Primo Mendel Day: un pomeriggio all’insegna di Scienza e Fede

Sono le ore 16 di mercoledì 20 febbraio 2013: la musica gregoriana si diffonde nell’aula magna e le note dei monaci accolgono i convenuti al Primo Mendel Day nazionale, a Verona, presso l’Istituto scolastico paritario “Alle Stimate”.

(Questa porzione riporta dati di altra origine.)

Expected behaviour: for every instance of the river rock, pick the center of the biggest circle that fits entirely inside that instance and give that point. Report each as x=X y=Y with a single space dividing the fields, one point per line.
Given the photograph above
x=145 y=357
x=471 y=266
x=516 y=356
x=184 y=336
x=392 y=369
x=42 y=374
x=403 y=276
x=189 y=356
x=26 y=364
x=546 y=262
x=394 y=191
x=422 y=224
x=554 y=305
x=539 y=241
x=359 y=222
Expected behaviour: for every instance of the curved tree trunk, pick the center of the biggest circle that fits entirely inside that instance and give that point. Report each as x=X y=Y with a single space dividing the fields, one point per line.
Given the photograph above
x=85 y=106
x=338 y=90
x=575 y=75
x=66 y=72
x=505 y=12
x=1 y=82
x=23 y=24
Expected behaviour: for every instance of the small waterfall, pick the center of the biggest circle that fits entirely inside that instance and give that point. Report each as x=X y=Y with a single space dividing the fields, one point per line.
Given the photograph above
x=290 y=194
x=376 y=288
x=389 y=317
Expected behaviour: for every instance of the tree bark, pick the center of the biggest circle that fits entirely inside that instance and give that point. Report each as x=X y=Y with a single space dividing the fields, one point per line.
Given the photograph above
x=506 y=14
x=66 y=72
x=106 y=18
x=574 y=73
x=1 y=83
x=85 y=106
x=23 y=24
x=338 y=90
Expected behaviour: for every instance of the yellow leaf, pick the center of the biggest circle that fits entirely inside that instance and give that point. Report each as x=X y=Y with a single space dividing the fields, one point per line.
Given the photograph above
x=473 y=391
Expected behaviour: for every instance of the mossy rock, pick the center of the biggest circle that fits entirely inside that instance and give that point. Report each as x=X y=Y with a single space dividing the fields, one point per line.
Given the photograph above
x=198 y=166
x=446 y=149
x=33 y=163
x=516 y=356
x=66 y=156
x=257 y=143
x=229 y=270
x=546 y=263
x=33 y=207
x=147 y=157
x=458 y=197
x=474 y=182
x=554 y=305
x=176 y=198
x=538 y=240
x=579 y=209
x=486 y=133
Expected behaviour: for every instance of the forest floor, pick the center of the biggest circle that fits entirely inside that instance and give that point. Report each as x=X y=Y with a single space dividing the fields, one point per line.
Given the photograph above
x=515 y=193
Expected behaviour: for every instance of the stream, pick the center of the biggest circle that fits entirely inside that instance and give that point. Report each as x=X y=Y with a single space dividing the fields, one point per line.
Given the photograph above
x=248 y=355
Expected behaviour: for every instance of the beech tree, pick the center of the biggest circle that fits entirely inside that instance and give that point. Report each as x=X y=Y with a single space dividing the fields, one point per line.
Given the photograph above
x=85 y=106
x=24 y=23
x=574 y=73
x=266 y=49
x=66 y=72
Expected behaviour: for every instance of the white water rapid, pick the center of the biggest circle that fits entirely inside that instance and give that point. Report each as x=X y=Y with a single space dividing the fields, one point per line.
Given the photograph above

Sono gli stessi canti che Gregor Mendel, monaco agostiniano, ogni giorno elevava a Dio nel monastero di Brno, dove per lunghissimi e ininterrotti sette anni ha coltivato trentamila piantine di Pisum sativum (pisello odoroso, selvatico e non commestibile) alla ricerca di quella razionalità che aveva intuito dimorare anche nella biologia dei vegetali.
Professore di Fisica e Matematica nel liceo di Brno, Mendel era giunto alla conclusione che anche in Biologia si dovevano trovare quelle leggi e quelle costanti di natura che aveva conosciuto nelle discipline sperimentali che tanto amava e che insegnava.
Ai suoi tempi, siamo nella seconda metà dell’Ottocento, erano ormai disponibili diversi lavori scientifici sulla coltivazione e sull’”ibridazione” dei vegetali, alla ricerca di nuove varietà, ma nessuno che trattasse l’argomento anche da un punto di vista quantitativo.
Mendel aveva letto questa letteratura ed era giunto alla conclusione che i caratteri ereditabili fossero come delle particelle che si separavano durante la formazione del polline e delle uova per poi ricongiungersi in nuove combinazioni al momento dell’impollinazione.
Era altresì convinto che ogni carattere si presentasse in due versioni, di cui una dominava sull’altra, ma non in modo definitivo, perché nei “nipoti” lasciava riemergere quella recessiva (o nascosta, appunto).
La sua genialità è stata proprio questa intuizione, che verrà successivamente confermata in termini citologici dalla scoperta dei cromosomi (1882, due anni prima della sua morte) e del processo della Meiosi.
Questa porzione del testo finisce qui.